Officials in the southern district of Neukoelln said the outbreak involved homes in seven different locations and in some cases with 10 people living together.
Berlin’s top health official, Dilek Kalayci, urged those residing in the German capital to use a new government-backed contact tracing app, rolled out today, to help limit the spread of the virus.
German Chancellor Angela Merkel was in Berlin today, where 369 households have been placed under quarantine
As of Monday, Berlin had recorded a cumulative total of 7,368 cases of Covid-19 and 208 deaths since the outbreak began.
Nationwide, meanwhile, Germany has seen 188,044 positive cases and 8,885 deaths.
Officials say the new tracing app is so secure that even government ministers can use it – although developers acknowledge it is not perfect yet.
Smartphone apps have been touted as a hi-tech tool in the effort to track down potential Covid-19 infections.
Experts say finding new cases quickly is key to clamping down on fresh clusters, especially as countries slowly emerge from lockdowns and try to avoid a second wave of infections and deaths.
But governments in Europe have run into legal and cultural hurdles trying to reconcile the need for effective tracing with the continent’s strict data privacy standards.
Germany, where a person’s right to their own data even after death is rooted in the constitution, has proved a particular challenge.
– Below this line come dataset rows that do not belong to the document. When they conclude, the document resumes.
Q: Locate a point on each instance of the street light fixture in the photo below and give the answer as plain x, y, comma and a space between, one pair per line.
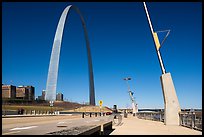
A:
134, 106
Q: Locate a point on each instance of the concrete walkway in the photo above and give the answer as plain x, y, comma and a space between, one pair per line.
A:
135, 126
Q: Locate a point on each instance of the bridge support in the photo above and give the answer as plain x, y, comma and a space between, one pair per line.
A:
171, 103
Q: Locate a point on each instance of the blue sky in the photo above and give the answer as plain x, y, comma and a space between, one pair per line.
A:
121, 46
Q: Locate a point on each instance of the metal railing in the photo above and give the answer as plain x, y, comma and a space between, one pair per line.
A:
191, 119
156, 116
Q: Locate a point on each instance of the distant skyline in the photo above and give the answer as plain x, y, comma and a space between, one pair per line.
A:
121, 46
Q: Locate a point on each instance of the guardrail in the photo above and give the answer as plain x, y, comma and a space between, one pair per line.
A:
156, 116
191, 119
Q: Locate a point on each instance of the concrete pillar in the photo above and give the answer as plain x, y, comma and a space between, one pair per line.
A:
171, 103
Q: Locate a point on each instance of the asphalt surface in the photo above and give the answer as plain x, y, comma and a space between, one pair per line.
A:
47, 124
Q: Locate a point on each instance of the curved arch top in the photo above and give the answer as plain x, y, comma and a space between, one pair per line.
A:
54, 60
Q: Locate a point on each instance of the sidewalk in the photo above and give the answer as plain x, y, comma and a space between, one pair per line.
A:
134, 126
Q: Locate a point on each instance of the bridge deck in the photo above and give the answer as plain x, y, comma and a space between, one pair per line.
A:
134, 126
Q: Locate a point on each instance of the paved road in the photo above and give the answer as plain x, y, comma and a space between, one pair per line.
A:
135, 126
46, 124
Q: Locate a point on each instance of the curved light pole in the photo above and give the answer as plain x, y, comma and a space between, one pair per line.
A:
171, 103
54, 60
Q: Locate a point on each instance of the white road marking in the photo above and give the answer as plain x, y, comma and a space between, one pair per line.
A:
21, 128
10, 132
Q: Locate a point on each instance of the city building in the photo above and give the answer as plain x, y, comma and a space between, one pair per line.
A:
31, 92
22, 93
42, 97
8, 91
59, 97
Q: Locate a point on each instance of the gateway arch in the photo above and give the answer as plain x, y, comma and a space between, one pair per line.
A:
51, 85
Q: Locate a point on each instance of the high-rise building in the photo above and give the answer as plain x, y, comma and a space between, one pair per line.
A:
43, 94
22, 93
59, 97
31, 92
8, 91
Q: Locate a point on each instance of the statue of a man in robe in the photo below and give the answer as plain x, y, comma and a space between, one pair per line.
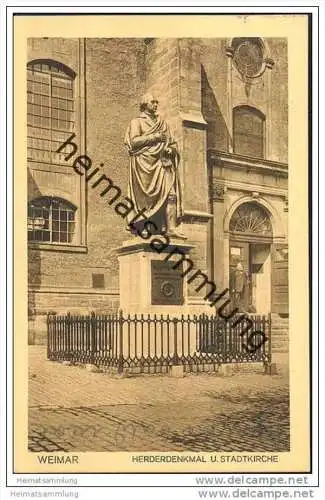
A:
154, 185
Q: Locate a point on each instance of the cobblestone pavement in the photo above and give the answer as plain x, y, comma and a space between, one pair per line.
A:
72, 409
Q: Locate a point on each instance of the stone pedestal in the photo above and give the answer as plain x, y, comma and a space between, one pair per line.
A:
152, 282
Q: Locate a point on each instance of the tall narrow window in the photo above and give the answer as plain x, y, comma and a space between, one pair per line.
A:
249, 124
50, 220
50, 107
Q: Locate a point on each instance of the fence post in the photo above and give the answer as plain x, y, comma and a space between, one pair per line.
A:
67, 333
175, 357
120, 342
48, 336
270, 337
93, 325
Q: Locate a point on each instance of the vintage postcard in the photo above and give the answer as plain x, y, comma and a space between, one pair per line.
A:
161, 296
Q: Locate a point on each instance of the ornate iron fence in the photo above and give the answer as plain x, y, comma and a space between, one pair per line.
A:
152, 343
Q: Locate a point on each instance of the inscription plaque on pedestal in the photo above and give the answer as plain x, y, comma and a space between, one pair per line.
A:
166, 283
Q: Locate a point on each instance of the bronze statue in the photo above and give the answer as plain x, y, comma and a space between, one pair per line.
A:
154, 185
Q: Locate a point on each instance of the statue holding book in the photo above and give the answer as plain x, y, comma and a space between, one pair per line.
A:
154, 185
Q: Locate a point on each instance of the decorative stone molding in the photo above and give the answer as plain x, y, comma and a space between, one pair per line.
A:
193, 119
218, 190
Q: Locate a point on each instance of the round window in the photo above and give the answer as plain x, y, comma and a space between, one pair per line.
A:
248, 58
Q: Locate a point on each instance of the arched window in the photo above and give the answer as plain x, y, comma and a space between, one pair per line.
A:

Early government suggestions to use mobile phone tower information and GPS co-ordinates for the app prompted a swift backlash.
‘Tracking where a person is in real time, that does remind us of China and its surveillance system,’ said Frederick Richter, who heads the independent Foundation for Data Protection.
It also recalls Germany’s own history of dictatorships. Both the Nazis and East Germany’s communist regime amassed vast amounts of information to persecute dissidents and undesirables.
‘That’s why we have always been very sensitive in Germany when it comes to the state collecting information on its citizens,’ Mr Richter said.
Like many other European tracing apps, Germany’s system now relies on low-energy Bluetooth technology that is standard in modern smartphones.
As of Monday, Berlin had recorded a cumulative total of 7,368 cases of Covid-19 and 188,044 nationwide, as shown in a graph, pictured
As of Monday, Berlin had recorded a cumulative total of 208 deaths, with 8,885 nationwide, as shown in a graph, pictured
The app scans the user’s surroundings and records which other smartphones with the app are nearby and for how long.
If someone using the Corona-Warn-App tests positive for Covid-19, they can inform others who were in close proximity for at least 15 minutes that they might be infected.
Developers say their most recent tests correctly identified 80 per cent of people’s contacts.
That still leaves 20 per cent who were either not recognised as having been close to an infected person or deemed exposed even though they were more than two meters away.
‘This app is no cure-all, it doesn’t give you a free ride,’ said health minister Jens Spahn, noting that face masks and manual tracing will still be required.
‘But it’s an important tool to contain the pandemic.’
He acknowledged there was likely to be an increase in people seeking to get tested because of the app. ‘I’d rather a test too many than a test too few,’ said Mr Spahn.
Concerns have also been raised about the hotline some users will need to call to get their positive test result recorded in the app.
This opens the door to trolls who could try to trick hotline staff, setting off a cascade of consequences for everyone they were close to in restaurants, supermarkets or public transport.
Opposition parties have called for a law to ensure private businesses do not try to push customers or employees into using the app, either through incentives or sanctions.
A phone showing the newly-released ‘Corona-Warn-App’ developed by the German government for tracking Covid-19 infections during the coronavirus pandemic, which was rolled out today
The German government insisted that ‘voluntary means voluntary’ and the app would be continually improved.
Asked whether the app meets security standards for top-tier officials, a spokesman for the Interior Ministry said the country’s IT security agency has been involved from the start.
‘I presume that from their side there can be an unreserved recommendation to members of the federal government to use this app,’ said the spokesman, Bjoern Gruenewaelder.
German President Frank-Walter Steinmeier and his wife Elke Buedenbender, a judge, announced they were using the app.
Sceptics are more likely to be reassured by Germany’s Chaos Computer Club, which bills itself as Europe’s largest hackers association. The group has a history of punching holes in government and corporate IT systems and of campaigning against surveillance technology.
Linus Neuman, a club spokesman, praised the German app developers’ transparency for using the coding site Github to let the public look over their shoulder and recommend improvements.
He also suggested that choosing to store data only on people’s phones, rather than on central servers the way France has done, would help minimise privacy risks.
‘We can’t guarantee that someone won’t find a weak spot in (the code) tomorrow,’ said Mr Neumann.
‘But we can say that these weak spots will have a lower overall risk than if the German government had pursued a centralised approach.’
The German government says its app cost 20 million euros (£18 million) to develop and will require 2.5 million to 3.5 million euros per month to operate. It is available in German and English, with Turkish and other languages to follow.